Tribune libre de Julien Lebrun

Paillotes déor !  Et après, à qui le tour  ?

  • Publié le 10 février 2018 à 14:00

Les débordements qui se sont produits le 4 février à l'Hermitage lors de la mobilisation contre la privatisation de la plage traduisent-ils un phénomène nouveau? On le sait, certains individus s'en  sont pris ce jour-là à des " zoreys " et à des touristes en leur conseillant de rentrer dans leur pays. Le discours des divers collectifs qui se sont emparés de ce thème laisse peu de place au doute, l'accent y est surtout mis sur une défense du mode de vie créole qui serait menacé par les " exogènes ", comprendre " les métros ". (Photo d'illustration)

 

Au départ il y avait un simple collectif de riverains animé par un ancien élu de Saint-Paul, lui-même riverain, qui protestait surtout contre le bruit occasionné par quelques restaurants installés sur la plage. Très vite cependant, le mouvement prend de l’ampleur et en vient à pointer avec raison l’illégalité des constructions sur le domaine public maritime.

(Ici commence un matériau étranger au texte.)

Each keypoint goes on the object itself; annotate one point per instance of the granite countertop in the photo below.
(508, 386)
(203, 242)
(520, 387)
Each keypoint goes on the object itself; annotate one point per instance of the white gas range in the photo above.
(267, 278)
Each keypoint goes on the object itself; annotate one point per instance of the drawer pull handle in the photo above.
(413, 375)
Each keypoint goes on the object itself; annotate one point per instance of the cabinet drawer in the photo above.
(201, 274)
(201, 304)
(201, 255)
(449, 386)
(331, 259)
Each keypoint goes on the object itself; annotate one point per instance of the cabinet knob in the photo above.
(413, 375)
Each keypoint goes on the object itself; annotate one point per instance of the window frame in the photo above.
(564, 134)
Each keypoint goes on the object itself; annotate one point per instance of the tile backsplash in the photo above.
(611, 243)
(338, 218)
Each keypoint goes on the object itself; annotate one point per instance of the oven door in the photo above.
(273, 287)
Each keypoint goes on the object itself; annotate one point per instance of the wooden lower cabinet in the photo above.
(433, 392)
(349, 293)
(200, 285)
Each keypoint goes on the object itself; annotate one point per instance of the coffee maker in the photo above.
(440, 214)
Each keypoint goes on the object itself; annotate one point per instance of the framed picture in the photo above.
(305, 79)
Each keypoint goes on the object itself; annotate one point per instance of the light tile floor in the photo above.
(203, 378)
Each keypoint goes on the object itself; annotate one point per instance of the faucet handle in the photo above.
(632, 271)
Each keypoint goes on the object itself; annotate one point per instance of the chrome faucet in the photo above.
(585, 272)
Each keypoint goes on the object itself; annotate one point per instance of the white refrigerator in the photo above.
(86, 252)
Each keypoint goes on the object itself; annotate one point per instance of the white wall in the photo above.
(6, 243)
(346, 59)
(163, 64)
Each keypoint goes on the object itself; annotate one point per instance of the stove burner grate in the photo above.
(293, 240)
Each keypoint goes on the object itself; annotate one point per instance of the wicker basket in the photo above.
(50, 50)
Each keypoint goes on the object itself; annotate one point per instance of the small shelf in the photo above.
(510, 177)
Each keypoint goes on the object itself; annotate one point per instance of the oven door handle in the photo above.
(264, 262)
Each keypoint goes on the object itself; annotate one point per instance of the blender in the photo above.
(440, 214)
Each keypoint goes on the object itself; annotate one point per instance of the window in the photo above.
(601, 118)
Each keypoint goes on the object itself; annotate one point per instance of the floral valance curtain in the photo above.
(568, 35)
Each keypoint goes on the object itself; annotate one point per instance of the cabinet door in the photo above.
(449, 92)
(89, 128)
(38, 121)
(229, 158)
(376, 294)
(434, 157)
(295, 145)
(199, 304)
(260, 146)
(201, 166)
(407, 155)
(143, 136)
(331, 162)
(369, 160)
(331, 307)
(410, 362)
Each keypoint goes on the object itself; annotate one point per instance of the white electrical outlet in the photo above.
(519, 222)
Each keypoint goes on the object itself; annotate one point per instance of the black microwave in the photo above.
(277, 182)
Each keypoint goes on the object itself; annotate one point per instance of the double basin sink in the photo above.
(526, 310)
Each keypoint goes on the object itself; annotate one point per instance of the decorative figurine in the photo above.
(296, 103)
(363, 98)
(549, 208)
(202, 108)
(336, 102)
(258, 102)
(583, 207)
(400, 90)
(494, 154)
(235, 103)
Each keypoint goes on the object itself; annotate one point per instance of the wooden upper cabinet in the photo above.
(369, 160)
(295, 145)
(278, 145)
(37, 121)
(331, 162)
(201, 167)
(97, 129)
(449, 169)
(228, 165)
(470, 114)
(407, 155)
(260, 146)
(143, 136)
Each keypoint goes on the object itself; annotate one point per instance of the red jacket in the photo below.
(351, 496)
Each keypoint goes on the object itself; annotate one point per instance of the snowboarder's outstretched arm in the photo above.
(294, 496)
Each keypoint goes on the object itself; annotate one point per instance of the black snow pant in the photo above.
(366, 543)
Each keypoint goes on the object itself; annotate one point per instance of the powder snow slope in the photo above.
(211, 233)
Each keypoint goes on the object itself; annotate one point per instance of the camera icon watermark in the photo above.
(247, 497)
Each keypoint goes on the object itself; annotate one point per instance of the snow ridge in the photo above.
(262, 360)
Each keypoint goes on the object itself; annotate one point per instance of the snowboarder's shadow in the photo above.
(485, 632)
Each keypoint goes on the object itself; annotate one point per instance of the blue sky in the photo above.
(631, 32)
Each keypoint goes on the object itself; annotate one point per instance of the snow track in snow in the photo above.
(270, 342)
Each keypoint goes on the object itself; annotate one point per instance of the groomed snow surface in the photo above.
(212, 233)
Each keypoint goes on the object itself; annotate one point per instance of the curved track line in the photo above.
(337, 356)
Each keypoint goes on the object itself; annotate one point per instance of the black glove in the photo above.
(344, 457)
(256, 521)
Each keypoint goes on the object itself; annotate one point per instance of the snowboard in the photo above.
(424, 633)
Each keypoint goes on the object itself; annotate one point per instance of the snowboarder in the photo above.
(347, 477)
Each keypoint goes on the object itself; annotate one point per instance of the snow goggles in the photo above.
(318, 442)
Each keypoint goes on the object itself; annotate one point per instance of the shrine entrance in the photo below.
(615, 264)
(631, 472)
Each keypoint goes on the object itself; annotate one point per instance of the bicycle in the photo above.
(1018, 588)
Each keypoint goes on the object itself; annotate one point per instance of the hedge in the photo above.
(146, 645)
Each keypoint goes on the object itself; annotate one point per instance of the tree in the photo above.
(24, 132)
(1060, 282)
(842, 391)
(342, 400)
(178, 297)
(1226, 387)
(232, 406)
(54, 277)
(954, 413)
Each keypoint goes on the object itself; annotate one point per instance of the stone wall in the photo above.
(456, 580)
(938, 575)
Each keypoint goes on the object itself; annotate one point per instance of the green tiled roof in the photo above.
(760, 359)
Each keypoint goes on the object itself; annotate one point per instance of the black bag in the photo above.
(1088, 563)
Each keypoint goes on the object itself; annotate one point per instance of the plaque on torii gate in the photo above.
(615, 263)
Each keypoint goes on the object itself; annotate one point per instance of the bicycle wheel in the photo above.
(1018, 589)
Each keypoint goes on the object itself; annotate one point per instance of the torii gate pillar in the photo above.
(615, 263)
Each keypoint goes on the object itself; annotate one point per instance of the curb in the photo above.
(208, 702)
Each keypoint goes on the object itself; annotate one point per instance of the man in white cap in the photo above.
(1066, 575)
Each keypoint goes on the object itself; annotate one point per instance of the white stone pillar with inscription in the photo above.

On ne peut que se féliciter de voir  d’anciens élus de Saint-Paul découvrir le phénomène d’accaparement de l’espace public que la SREPEN dénonce, elle, depuis des années.

Mais ce collectif de riverains transformé depuis peu en une " Union des Réunionnais en colère " aborde le problème sous l’angle exclusif d’un " communautarisme créole ", ce qui permet à des organisations  identitaires de se joindre au mouvement en se focalisant uniquement sur la présence trop marquée selon elles, des métropolitains installés sur le littoral ouest comme en témoigne l’urbanisation croissante à Saint-Gilles mais aussi à Carrosse, Roquefeuille, etc.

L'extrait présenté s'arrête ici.